United States v. Johnson
In United States v. Johnson, —- F. 4th —-, No. 22-30242 (5th Cir. Feb. 14, 2024), the Fifth Circuit rejected the defendants’ challenges to their $3.5 million restitution order and rejected one of the defendant’s challenge to the loss calculation in her Sentencing Guidelines.
Defendants Marty Johnson and Keesha Dinkins were the owner and employee of a mental health rehabilitation clinic. The owner, Johnson, pled guilty to conspiracy to commit healthcare and wire fraud, and the employee, Dinkins, pled guilty to misprision of a felony.
In their plea agreements, both defendants stipulated that Medicaid lost $3.5 million and recommended that the court order $3.5 million in restitution. Even so, both defendants later challenged the $3.5 million restitution amount, and Dinkins argued that she should not be held responsible for all the loss because she was unaware of many details.
Ruling 1: The district court did not err in ordering $3.5 million in restitution.
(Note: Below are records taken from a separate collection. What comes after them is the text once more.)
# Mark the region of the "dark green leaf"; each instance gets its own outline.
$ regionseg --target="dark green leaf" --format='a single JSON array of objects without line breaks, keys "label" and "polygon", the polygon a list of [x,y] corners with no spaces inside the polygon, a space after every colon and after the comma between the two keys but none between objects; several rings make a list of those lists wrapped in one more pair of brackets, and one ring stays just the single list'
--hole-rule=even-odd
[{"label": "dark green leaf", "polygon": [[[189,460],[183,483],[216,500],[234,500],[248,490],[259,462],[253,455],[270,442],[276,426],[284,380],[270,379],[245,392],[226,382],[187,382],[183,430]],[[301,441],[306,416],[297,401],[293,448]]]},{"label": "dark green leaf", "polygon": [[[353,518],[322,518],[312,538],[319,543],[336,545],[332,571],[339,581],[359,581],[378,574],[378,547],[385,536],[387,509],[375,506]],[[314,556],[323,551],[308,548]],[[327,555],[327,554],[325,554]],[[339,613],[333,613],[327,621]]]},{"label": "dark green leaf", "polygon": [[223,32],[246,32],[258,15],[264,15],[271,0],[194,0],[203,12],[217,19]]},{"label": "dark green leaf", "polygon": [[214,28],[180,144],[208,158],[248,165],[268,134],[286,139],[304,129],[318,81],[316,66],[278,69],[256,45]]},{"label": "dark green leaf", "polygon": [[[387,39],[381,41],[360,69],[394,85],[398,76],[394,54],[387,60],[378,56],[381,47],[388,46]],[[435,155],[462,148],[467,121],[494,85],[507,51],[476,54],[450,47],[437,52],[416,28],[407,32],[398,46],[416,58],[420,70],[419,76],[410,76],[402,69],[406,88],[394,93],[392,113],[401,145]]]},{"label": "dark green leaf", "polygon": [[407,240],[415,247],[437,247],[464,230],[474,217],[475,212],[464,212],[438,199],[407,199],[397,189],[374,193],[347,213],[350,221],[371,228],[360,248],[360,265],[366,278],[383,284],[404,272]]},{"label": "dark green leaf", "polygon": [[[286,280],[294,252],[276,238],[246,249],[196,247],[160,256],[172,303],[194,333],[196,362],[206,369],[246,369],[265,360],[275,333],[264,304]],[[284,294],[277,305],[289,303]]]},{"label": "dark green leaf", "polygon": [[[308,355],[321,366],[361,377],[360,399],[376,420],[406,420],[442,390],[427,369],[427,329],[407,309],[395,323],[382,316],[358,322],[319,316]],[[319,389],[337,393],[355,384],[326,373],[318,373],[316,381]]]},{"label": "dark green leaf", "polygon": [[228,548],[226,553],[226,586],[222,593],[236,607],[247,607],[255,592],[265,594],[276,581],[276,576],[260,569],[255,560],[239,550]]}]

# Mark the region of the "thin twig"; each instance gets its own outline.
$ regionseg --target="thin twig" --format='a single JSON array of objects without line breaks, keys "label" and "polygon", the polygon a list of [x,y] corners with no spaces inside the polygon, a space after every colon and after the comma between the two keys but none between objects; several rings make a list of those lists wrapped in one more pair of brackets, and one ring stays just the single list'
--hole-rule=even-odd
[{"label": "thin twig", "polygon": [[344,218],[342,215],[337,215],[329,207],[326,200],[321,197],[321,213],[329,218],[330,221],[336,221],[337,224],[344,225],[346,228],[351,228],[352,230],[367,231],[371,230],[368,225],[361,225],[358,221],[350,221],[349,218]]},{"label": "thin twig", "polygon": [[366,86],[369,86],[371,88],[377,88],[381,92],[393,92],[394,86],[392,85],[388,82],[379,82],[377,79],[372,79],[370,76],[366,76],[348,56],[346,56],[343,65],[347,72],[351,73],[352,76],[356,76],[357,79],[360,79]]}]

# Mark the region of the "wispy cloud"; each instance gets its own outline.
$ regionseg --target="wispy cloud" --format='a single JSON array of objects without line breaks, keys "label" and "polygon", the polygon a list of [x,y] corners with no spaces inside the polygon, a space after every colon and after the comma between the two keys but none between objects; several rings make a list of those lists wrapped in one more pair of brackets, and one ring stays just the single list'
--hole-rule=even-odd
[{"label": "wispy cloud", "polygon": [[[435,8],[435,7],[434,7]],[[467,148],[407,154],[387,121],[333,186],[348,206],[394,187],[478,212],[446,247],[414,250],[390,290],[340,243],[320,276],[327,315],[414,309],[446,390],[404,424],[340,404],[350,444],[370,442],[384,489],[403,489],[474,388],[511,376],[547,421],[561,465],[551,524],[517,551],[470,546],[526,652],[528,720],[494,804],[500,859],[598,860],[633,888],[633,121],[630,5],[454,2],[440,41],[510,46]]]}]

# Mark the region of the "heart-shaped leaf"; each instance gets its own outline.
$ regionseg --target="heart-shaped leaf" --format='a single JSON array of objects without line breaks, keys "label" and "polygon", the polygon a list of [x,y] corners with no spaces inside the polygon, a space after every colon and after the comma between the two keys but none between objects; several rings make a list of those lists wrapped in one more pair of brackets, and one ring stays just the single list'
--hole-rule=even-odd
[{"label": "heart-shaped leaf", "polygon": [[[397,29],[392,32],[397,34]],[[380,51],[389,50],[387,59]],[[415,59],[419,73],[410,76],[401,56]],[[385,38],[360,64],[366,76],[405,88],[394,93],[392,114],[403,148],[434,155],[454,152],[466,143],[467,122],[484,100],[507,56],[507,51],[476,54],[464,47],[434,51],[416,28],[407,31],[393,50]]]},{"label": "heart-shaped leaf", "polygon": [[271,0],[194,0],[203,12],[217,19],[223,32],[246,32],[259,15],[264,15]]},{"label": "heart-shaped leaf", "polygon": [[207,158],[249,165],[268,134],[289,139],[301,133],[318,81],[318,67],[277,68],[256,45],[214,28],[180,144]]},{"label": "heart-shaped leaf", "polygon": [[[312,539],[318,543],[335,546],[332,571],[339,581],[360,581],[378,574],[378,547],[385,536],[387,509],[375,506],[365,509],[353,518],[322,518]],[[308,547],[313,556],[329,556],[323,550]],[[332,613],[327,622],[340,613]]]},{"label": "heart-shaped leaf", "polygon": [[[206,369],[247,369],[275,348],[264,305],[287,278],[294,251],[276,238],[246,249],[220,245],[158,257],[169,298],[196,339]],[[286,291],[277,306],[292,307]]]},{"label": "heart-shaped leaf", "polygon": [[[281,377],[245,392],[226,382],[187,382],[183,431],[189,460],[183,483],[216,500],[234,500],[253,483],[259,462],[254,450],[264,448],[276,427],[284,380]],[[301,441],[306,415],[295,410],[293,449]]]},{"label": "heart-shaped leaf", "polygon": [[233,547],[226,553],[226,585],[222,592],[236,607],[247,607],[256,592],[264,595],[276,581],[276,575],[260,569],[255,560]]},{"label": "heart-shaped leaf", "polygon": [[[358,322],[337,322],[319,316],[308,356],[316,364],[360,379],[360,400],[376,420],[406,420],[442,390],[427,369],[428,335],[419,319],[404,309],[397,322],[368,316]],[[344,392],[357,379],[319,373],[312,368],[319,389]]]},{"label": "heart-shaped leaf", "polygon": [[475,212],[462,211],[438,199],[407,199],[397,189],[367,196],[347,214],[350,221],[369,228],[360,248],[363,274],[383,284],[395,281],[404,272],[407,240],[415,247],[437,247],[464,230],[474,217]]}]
That amount was based on estimates drawn from the record, the PSR, and both defendants’ plea agreements and stipulations. Additionally, the defendants failed to submit any evidence to rebut the $3.5 million calculation.
The Fifth Circuit ended the restitution section of its opinion with this: “The criminal justice system in this country relies on plea agreements to provide efficient resolutions to criminal cases. Indeed, over 95 percent of federal criminal cases are resolved without trial. It would undermine the principle that plea bargains are contracts to hold that a party can agree to a specific amount of restitution, supported by record evidence, and then in the next breath, challenge an order imposing that exact amount of restitution.”
Ruling 2: The district court did not err by using $3.5 million as the loss amount when calculating Dinkins’ Sentencing Guidelines. It rejected Dinkins’ argument that she was kept in the dark about much of the criminal scheme, saying it was “contradicted by the record.” Importantly, in her plea agreement, Dinkins and the Government had jointly recommended that she “be assessed a loss of $3,500,000.00” under the Guidelines. The district court did not err in holding Dinkins to that agreement.
Concurrence: Judge Jennifer Walker Elrod wrote a concurring opinion to “highlight some concerns with the restitution calculation.” She emphasized that the Government bears the burden of proving the amount of a victim’s actual loss before restitution can be ordered; but when it meets that burden, the burden then shifts to the defendants to dispute the calculation. Here, there were issues with the Government’s calculation, but the defendants “failed to counter the information in the PSR report or suggest that they deserved a greater offset for bona fide services,” so the $3.5 million restitution order should stand.